For TGF-β1 stimulation, cells underwent 24 h serum starvation and then were exposed to 5 ng/ml TGF-β1 (Cell signaling) for 12 or 24 h in the presence or absence of 0.2 or 2 μg/ml murine FGF23 (Peprotech) or 0.1 or1 μg/ml Calcitriol (Cayman).
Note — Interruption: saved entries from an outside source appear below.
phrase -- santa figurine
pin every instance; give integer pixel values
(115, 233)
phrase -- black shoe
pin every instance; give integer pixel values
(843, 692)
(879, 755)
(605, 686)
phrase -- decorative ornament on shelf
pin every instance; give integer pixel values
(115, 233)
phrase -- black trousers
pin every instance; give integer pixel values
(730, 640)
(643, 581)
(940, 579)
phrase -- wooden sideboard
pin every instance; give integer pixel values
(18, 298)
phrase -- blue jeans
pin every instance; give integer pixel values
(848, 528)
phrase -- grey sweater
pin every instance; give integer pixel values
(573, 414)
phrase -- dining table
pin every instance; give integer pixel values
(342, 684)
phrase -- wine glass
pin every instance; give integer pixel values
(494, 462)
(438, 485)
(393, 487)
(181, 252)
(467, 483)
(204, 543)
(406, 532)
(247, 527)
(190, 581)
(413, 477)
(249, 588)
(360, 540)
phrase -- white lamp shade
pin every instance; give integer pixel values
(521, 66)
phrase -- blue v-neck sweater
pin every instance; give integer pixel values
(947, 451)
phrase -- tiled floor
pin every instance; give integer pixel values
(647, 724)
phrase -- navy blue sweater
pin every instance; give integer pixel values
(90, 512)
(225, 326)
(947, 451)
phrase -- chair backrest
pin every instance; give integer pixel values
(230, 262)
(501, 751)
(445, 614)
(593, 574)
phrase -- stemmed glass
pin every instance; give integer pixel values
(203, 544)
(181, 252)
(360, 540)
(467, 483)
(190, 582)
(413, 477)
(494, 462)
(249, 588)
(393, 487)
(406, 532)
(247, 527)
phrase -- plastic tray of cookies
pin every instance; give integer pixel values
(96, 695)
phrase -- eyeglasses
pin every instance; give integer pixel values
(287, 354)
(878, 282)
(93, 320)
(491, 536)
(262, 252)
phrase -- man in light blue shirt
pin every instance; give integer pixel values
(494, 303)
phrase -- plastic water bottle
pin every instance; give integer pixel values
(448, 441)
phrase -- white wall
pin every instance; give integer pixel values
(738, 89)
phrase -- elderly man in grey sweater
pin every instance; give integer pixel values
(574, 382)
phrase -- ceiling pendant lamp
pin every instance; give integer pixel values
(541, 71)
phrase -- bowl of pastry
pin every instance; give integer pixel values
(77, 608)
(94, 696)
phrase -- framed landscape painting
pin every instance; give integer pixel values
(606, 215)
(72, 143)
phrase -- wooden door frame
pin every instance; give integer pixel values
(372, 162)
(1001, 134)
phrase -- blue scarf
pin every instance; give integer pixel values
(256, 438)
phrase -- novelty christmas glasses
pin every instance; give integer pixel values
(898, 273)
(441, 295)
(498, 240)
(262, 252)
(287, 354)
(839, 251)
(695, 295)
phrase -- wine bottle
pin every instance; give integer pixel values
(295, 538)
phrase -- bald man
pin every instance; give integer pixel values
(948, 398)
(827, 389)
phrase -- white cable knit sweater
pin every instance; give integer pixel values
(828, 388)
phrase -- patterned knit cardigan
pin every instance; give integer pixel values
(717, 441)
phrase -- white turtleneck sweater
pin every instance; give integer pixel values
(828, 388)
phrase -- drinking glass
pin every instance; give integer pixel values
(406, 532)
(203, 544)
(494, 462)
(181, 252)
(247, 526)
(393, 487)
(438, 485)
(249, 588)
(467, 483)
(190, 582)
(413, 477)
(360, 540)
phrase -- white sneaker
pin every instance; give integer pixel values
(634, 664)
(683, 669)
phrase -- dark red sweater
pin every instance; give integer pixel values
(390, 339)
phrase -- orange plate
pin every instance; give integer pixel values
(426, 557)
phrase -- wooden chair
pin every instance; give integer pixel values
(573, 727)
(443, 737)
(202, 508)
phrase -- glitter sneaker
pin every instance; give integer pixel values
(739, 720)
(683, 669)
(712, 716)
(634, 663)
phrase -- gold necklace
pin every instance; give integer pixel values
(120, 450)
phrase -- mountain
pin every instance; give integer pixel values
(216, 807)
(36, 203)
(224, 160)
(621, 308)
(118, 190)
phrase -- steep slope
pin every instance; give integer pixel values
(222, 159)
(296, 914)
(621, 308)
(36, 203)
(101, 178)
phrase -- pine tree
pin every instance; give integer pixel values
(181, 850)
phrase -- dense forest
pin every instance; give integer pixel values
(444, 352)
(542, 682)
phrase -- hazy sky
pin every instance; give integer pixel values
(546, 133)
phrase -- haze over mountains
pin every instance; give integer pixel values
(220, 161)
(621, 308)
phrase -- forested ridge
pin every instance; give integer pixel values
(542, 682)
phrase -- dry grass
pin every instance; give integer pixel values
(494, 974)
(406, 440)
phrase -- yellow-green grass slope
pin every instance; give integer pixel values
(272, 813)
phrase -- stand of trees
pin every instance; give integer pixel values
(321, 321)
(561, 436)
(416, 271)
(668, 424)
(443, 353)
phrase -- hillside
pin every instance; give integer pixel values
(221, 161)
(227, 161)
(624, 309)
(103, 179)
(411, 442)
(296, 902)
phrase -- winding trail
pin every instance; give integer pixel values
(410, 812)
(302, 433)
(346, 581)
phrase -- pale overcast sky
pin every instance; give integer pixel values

To make high phosphate growth medium, an equal volume of 100 mM NaH2PO4 and 100 mM Na2HPO4 were mixed to make 100 mM Pi stocks; 2 mM and 4 mM Pi medium were made by dilution of Pi stocks with DMEM (Pi concentration in DMEM is approximately 1 mM). NRK52E cells were grown in normal DMEM with 5% FBS or high Pi DMEM with 5% FBS until 80% confluent. TGF-β1 stimulation was performed with serum free normal DMEM or high Pi DMEM.

Quantitative Analysis

To quantify activated Smad3, the positive stained nuclei were counted in 20 consecutive high power fields (400×) and divided by the total number of nuclei. The number of collagen and αSMA positive cells in the cortical interstitium was performed as described36. Band intensity in the western blots was measured using Image J software.

Statistical Analysis

The data were analyzed with Student's t-test and one-way ANOVA with a Student–Newman–Keuls test (SPSS, 13.0) and expressed as means ± SD. For the data without Gaussian distribution, Kruskal-Wallis with post-hoc Mann-Whitney was used. P < 0.05 was considered to be statistically significant.